Не останавливаясь, чтобы не сбивать дыхание, я сделал знак рукой, показывая направление. И сам пробежал мимо. Парни сразу включились в бег, преследуя меня, хотя, по большому счету, это был и не бег вовсе, а какое-то неуклюжее преодоление препятствий. Понимая, что сил на пробежку до снежного перекрестка я затратил больше, чем они, вскоре я уступил место Юнусу, а сам пристроился сзади. Но успел сказать:

–  Догоняем! Держи темп…

Позиция замыкающего давала мне возможность время от времени поднимать на ходу бинокль и наблюдать за тем, что происходит впереди. Надеясь догнать идущих впереди бойцов отряда подполковника Лагуна, я исходил из того, что физическая подготовка у них крайне слабая. Этот вывод я сделал потому, что убедился: в отряде страдает боевая подготовка. В армии одно с другим, как правило, взаимосвязано. Следовательно, люди Лагуна не умеют бегать по сугробам, даже быстро ходить не умеют. К тому же они торили тропу по снежной целине, а мы пользовались тем, что еще оставалось от их тропы. Значит, им было труднее. Кроме того, плохо физически подготовленные люди позволяют себе часто отдыхать, причем как можно дольше. Даже если они прошли минут на двадцать раньше нас, дистанция позволяла нам, идущим втрое быстрее, догнать их. Я помнил по карте, где находится войлочный цех, примерно представлял себе, где находимся мы, и потому с большой долей вероятности просчитывал путь, который и им, и нам предстояло преодолеть. По моим расчетам получалось, что мы успеваем настигнуть их до вхождения на территорию села…

* * *

Через три смены мы вышли на господствующую высоту, с которой можно было осмотреть окрестности достаточно далеко. Даже самую дальнюю окраину села уже было видно за следующим холмом. С этой высоты я, наконец, увидел в тепловизор группу бойцов отряда подполковника Лагуна, которую мы преследовали. Она как раз устраивалась на привал. Несколько человек свалились в снег там же, где и шли. Такие места нам встречались уже дважды. Бойцы Лагуна не очень заботились о том, как будут потом идти: падали там, где остановились. Отпечатки на тропе, даже занесенные снегом, отчетливо говорили, что толкового командира, способного подсказать, как сохранить на маршруте силы, у них не было. Может быть, в качестве такого советчика изначально и рассчитывал использовать меня подполковник, прикрывая свое желание в какой-то отдаленной перспективе перевести в ликвидаторы. Может быть, он действительно хотел сделать из меня «государственного» киллера, потому что в его отряде подходящей кандидатуры на это место не было. Но сейчас это было уже неважно.

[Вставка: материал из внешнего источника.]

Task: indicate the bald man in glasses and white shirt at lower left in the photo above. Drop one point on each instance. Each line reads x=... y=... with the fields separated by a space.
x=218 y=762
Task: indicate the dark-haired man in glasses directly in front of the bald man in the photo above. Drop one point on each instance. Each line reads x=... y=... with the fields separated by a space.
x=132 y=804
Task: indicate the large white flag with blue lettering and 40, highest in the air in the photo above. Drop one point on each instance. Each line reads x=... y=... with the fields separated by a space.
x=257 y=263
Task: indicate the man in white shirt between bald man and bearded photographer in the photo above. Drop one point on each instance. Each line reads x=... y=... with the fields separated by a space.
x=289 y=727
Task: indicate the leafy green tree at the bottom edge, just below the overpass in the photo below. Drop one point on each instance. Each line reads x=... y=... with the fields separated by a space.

–  Почти догнали, – крикнул я не слишком громко, но все услышали меня, потому что ветер дул нам в спину, и крикнул я по ветру.

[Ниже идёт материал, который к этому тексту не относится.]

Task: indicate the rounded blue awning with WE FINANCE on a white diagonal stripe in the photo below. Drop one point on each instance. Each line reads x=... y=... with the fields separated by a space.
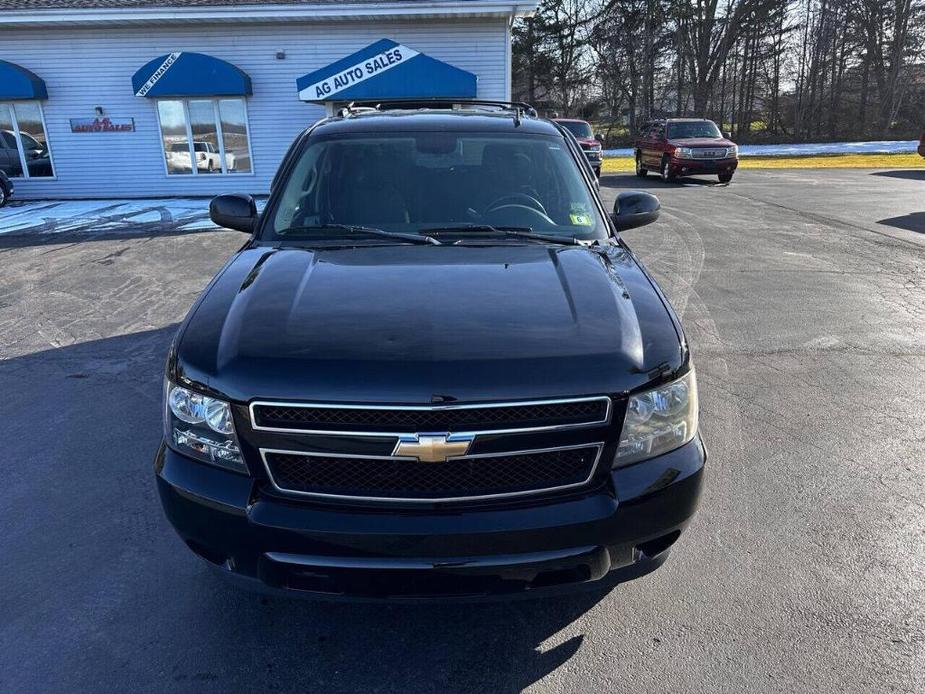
x=190 y=74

Даже ведущий остановился и оглянулся. Нам было видно друг друга, этому снегопад не мешал. А вот преследуемую группу, кроме меня, никто увидеть не сумел, хотя снегопад стал заметно слабее, как и ветер. Но я и сам без тепловизора никого увидеть не сумел бы, в чем легко убедился, приложив ладони к лицу, чтобы снег не ложился на ресницы и не мешал.

–  Далеко до них? – спросил Тагир, снимая с плеча тубу огнемета и передавая мне. Тубу несли поочередно. Одиннадцать килограммов веса при сложности нашего маршрута были все же солидной нагрузкой.

–  Внизу, между холмами. Остановились на отдых. На подъеме их догоним, пока отдыхаем. Будем переводить дыхание. Но мы быстро в себя придем и успеем подойти. Вот они – сомневаюсь… Им долго отдыхать. И идти им будет труднее.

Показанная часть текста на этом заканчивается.